Three studies administered the teacher report form (TRF) [17] of the CBCL to assess social adjustment with conflicting results [19, 20, 27]. Carey and colleagues [19] reported no significant difference to norms whereas Aarsen and colleagues [27] found teachers reported survivors of astrocytoma to have significantly higher social adjustment problems compared with population norms. The third study by Mabbott and colleagues [20], which was retrospective in nature, found teachers reported social adjustment to be within the normal range at first assessment, although social adjustment difficulties significantly increased in later assessments. Three studies reported social adjustment as assessed by the Youth Self-Report of the CBCL [17]; Aarsen and colleagues [27] and Poretti and colleagues [28] reported significantly greater social adjustment problems compared with population norms, whereas Carey and colleagues [19] found no significant difference between survivors and population norms.

Other measures of social adjustment include the social function subscale of the Pediatric Quality of Life Index (PedsQL) [29], a measure of health-related quality of life (HRQL). Using this subscale, Bhat and colleagues [30] found parent proxy reports and child self-reports showed significantly lower social adjustment compared with normative values and Palmer and colleagues [31] replicated these results compared with healthy controls. In Meeske et al.’s study [32], child and adolescent brain tumor survivors self-reported lower social adjustment compared with survivors of acute lymphoblastic leukemia (ALL). The types of treatments received by ALL survivors in this study (e.g., cranial radiation) were not included in this study. More than 10 years from diagnosis, Ribi and colleagues [33] and Poretti and colleagues [28] found parent and survivors of medulloblastoma and craniopharyngioma, respectively, also reported significantly lower scores on the social functioning subscale of the PedsQL compared with normative values. Using other HRQL questionnaires, Sands et al. [22] found parent proxies and survivors of craniopharyngioma reported “low average” social adjustment compared with normative values. Finally, other standardized questionnaires of social adjustment have yielded the same outcomes. Upton and Eiser [34] found parents and teachers reported significantly more difficulties with social adjustment as assessed through peer relationships compared with normative values and Bonner et al. [23] confirmed these findings compared with children with JRA based on parent report. No differences were found based on survivor self-reports.

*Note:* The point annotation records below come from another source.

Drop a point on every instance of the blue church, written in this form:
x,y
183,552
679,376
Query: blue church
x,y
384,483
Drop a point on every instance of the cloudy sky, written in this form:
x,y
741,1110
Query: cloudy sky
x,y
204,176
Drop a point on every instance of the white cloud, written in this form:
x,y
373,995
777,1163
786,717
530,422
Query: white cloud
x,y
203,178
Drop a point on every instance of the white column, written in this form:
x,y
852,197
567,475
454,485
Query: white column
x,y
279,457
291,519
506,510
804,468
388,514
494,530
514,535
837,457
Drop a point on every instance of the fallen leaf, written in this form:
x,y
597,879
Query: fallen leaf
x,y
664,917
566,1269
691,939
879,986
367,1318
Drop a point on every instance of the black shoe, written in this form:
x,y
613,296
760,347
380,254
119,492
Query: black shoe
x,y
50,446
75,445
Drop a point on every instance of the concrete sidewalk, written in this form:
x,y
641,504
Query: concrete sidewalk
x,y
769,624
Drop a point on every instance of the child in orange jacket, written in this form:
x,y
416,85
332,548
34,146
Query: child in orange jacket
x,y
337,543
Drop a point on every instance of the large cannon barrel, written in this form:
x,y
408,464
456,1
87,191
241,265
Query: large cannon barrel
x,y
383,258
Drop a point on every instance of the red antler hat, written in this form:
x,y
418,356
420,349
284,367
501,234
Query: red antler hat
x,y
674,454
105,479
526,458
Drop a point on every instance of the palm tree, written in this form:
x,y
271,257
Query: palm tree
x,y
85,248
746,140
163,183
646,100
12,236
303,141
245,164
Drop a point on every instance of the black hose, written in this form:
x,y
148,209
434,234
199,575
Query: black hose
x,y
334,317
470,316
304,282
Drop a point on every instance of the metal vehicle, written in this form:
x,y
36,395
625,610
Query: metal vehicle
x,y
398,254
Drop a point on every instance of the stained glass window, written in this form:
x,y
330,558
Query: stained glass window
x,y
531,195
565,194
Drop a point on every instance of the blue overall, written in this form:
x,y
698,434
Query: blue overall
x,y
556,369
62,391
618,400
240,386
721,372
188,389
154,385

Qualitative methodology has also been employed to assess social adjustment. Vance and colleagues [35] uncovered two consistent themes after conducting semi-structured interviews: (1) peer exclusion and being bullied; and (2) the discrepancy between their child’s social relationships prior to cancer treatment and the subsequent downfall with peers following the return to school. As well, in Upton and Eiser’s study, [34] almost half the mothers of children with brain tumors reported their child was socially isolated and half of these mothers felt their child’s behavior limited social opportunities. Interviews and focus groups conducted with brain tumor survivors, parents and siblings, Boydell and colleagues [36] similarly uncovered themes of social isolation.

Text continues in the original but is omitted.